Dj Fabo, "Per la legge il suicidio è un diritto". E la pietà di Cappato non è reato

Milano, la richiesta di archiviazione: "Non ha scelto per il dj Fabo"

Fabio Antoniani

Fabio Antoniani

Milano, 9 maggio 2017 - Le condizioni fisiche di Fabio Antoniani, per gli amici Fabo, dopo l’incidente stradale che nel giugno del 2014 lo aveva reso cieco e tetraplegico «erano drammatiche». «Quasi per un assurdo scherzo del destino la patologia che l’aveva privato della vista e del movimento non l’aveva reso insensibile al dolore. Il corpo, inerte, era percorso da insostenibili spasmi di sofferenza più e più volte al giorno». È questo il quadro che i pm Tiziana Siciliano e Sara Arduini tracciano delle condizioni di dj Fabo nella richiesta di archiviazione dell’indagine avviata nei confronti Marco Cappato per aiuto al suicidio, dopo che l’esponente Radicale e tesoriere dell’associazione Luca Coscioni si è autodenunciato per aver accompagnato il 40enne milanese in Svizzera a morire.

Fabiano provava «dolore fisico, tanto dolore». Per la sua sopravvivenza dipendeva in tutto dalle macchine e dall’aiuto della madre, che aveva lasciato il lavoro per accudirlo, e della fidanzata Valeria. Una condizione che l’aveva portato a prendere la «decisione irrevocabile» di mettere fine alle sue sofferenze. Il «principio della dignità umana – scrivono i pm – impone l’attribuzione a Fabiano Antoniani, e in conseguenza a tutti gli individui che si trovano nelle medesime condizioni, di un vero e proprio ‘diritto al suicidio’». I magistrati milanesi lanciano anche un messaggio al mondo politico: «Sarebbe altamente opportuno (e se ne auspica l’intervento urgente) – scrivono nell’istanza – che il legislatore italiano si facesse carico in prima persona del problema, disciplinando rigorosamente tale diritto in modo da prevenire il rischio di abuso, ad esempio, sotto forma di pratiche eutanasiche, nei confronti di persone il cui consenso non sia sufficientemente certo». Dj Fabo e chi sta come lui, deve avere la possibilità di mettere fine alla sua vita sia «in via indiretta mediante la rinunzia alla terapia», sia «in via diretta, mediante l’assunzione di una vera e propria terapia finalizzata allo scopo suicidario».

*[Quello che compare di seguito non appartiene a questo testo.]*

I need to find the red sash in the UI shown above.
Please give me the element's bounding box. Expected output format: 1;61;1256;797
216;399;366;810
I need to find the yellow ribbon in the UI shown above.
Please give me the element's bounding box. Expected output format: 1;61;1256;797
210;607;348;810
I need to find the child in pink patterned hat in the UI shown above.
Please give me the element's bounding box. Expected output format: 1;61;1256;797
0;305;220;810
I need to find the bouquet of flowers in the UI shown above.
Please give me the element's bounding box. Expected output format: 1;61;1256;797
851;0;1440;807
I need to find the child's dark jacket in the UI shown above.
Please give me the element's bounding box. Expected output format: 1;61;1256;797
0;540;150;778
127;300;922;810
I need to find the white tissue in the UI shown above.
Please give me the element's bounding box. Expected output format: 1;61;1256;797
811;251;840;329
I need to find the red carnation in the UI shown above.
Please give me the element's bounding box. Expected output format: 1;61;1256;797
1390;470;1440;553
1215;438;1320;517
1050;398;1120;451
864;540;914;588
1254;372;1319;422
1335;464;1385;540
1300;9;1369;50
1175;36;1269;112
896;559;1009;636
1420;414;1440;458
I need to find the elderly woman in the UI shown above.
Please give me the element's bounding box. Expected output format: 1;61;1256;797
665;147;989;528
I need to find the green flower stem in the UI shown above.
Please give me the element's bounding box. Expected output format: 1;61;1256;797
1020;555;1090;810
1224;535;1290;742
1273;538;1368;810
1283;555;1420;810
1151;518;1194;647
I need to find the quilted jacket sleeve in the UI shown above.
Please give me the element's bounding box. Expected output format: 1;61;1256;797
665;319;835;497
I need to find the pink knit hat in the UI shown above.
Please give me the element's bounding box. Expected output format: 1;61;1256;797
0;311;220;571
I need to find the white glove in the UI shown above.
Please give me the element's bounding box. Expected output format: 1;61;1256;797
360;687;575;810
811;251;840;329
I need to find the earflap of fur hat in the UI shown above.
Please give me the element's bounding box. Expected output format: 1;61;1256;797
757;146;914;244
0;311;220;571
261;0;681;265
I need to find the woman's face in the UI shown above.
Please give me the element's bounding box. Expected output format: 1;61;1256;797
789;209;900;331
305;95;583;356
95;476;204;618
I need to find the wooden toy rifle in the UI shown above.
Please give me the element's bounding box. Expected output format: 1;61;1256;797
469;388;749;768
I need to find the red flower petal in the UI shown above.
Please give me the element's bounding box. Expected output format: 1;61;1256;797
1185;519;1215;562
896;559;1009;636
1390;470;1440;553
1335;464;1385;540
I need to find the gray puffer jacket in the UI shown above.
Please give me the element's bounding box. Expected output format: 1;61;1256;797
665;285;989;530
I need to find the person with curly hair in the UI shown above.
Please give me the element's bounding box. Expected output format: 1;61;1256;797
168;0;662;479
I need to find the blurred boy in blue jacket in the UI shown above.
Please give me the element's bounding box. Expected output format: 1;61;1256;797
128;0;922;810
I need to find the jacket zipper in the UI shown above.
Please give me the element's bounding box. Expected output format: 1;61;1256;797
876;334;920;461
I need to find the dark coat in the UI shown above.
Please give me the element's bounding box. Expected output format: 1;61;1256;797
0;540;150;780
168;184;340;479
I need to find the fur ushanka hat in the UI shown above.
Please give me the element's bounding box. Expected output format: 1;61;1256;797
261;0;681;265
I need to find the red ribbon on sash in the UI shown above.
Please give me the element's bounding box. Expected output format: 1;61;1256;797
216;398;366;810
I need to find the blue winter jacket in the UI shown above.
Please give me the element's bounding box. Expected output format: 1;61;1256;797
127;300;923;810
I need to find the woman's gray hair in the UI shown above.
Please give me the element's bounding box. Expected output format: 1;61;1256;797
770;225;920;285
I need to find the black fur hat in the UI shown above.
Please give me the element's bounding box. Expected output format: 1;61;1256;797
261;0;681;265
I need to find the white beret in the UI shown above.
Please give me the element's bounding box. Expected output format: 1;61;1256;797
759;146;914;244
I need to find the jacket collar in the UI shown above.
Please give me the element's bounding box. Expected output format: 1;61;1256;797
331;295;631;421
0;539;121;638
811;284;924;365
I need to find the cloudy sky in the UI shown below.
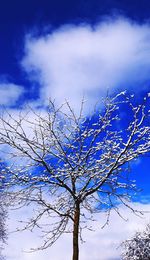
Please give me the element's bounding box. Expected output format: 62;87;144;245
0;0;150;260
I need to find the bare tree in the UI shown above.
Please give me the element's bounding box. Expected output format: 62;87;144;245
0;192;7;260
0;92;150;260
121;225;150;260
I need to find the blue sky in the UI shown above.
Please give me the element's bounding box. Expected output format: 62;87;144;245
0;0;150;260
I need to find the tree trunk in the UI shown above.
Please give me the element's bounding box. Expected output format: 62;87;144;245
72;203;80;260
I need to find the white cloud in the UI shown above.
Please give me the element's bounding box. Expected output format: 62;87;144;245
5;203;150;260
22;18;150;111
0;83;24;106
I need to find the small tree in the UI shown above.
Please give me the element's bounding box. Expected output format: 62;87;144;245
0;92;150;260
122;225;150;260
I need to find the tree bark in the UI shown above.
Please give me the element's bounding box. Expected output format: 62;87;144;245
72;203;80;260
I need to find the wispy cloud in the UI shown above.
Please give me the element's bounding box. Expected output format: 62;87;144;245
22;18;150;108
5;203;150;260
0;83;24;106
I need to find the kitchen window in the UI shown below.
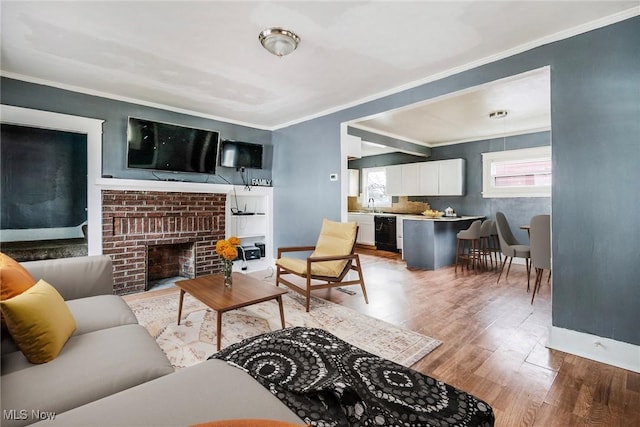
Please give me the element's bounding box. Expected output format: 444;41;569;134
482;146;552;198
361;167;391;208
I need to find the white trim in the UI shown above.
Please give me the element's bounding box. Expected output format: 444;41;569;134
547;326;640;373
0;6;640;131
0;70;275;130
0;105;104;255
271;6;640;130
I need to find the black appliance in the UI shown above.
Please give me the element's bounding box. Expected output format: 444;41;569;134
373;215;398;252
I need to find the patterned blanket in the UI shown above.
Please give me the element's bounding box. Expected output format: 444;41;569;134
211;327;494;427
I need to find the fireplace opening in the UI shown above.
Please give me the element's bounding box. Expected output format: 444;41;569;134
145;243;195;291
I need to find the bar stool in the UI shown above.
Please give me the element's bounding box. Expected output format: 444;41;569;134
454;219;482;273
489;221;502;267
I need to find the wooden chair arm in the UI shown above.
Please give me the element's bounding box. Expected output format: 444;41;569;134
307;254;358;263
278;246;316;258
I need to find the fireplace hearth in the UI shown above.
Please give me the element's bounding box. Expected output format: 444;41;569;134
102;190;226;295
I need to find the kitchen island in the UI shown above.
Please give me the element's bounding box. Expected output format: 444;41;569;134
402;215;485;270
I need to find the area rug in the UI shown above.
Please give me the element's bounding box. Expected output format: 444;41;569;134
127;282;441;369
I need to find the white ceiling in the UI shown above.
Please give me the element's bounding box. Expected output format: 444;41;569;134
0;0;640;138
350;67;551;156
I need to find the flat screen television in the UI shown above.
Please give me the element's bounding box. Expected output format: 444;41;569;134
127;117;220;174
220;140;263;169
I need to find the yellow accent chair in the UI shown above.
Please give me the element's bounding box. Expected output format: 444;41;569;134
276;219;369;311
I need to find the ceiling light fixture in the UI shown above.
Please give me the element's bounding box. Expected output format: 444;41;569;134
489;110;509;119
258;28;300;57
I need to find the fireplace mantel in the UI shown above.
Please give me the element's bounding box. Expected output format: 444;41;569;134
96;178;236;194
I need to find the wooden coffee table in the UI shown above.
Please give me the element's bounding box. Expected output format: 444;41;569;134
176;273;288;351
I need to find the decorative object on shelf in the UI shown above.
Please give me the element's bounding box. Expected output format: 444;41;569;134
258;28;300;57
216;236;240;288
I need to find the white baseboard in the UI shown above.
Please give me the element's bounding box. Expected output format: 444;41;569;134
547;326;640;373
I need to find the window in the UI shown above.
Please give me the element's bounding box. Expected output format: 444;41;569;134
482;146;551;197
362;167;391;208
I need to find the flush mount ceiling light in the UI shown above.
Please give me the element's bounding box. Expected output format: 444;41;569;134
258;28;300;56
489;110;508;119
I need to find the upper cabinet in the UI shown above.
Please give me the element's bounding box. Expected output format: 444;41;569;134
349;169;360;197
384;165;404;196
386;159;465;196
385;163;420;196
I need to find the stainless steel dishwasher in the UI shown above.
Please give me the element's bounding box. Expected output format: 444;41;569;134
373;215;398;252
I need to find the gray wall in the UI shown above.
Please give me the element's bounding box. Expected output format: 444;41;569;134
0;77;273;184
348;132;551;244
273;17;640;345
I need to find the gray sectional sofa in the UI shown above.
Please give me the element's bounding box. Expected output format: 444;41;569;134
0;256;302;426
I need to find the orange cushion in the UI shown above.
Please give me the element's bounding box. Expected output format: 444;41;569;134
191;418;309;427
0;252;36;328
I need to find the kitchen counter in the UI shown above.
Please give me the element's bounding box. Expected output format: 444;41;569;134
402;215;485;270
348;211;484;221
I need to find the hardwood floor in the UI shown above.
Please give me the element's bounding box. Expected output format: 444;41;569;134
313;250;640;427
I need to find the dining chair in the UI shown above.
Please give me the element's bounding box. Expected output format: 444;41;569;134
480;219;498;268
496;212;531;292
529;215;551;304
454;219;482;273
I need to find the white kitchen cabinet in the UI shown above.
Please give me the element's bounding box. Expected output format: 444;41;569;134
400;163;420;196
347;213;376;246
385;165;402;196
386;163;420;196
349;169;360;197
418;162;439;196
419;159;465;196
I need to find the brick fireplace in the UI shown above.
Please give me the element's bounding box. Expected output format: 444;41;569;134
102;190;226;295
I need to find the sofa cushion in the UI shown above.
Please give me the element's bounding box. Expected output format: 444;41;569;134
31;360;304;427
0;325;173;426
0;280;76;363
190;418;309;427
0;295;138;356
67;295;138;335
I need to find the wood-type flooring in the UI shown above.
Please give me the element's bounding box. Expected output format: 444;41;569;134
306;249;640;427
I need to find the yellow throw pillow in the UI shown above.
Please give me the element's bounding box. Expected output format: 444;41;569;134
0;252;36;333
0;280;76;363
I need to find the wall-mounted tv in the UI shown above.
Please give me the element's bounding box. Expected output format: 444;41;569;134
220;140;263;169
127;117;220;174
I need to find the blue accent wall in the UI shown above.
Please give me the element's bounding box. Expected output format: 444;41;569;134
273;17;640;345
0;77;273;184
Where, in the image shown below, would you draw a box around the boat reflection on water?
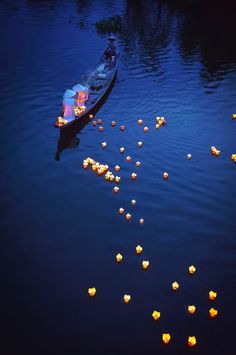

Se il 40enne milanese avesse rinunciato solo al ventilatore per respirare e all’alimentazione, infatti, a differenza di quanto è accaduto a Piergiorgio Welby, sarebbe andato incontro a «una lunga agonia, quantificabile anche in diversi giorni», affrontando un’ulteriore «calvario» e esponendo le persone che amava a ulteriori sofferenze. Per lui è stato dunque inevitabile scegliere la via del suicidio assistito, azionando con un movimento della mandibola il macchinario che gli ha somministrato il farmaco letale. Per i pm «l’ordinamento italiano, che ha come fine ultimo il perseguimento del ‘pieno sviluppo della persona umana’, non può consentire una così grave lesione della dignità di un individuo» come un’esistenza come quella che si prospettava davanti a Fabo. In quest’ottica, il comportamento di Cappato, che lo ha accompagnato in Svizzera, «non assume rilievo penale» soprattutto perché l’esponente Radicale «non ha avuto alcun ruolo materiale nella condotta suicida di Antoniani, limitandosi ad assistere passivamente» e non ha «partecipato in alcun modo alla fase esecutiva» della proceduta di suicidio assistito. Adesso spetterà al gip Luigi Gargiulo decidere se accogliere la richiesta e disporre l’archiviazione oppure respingerla.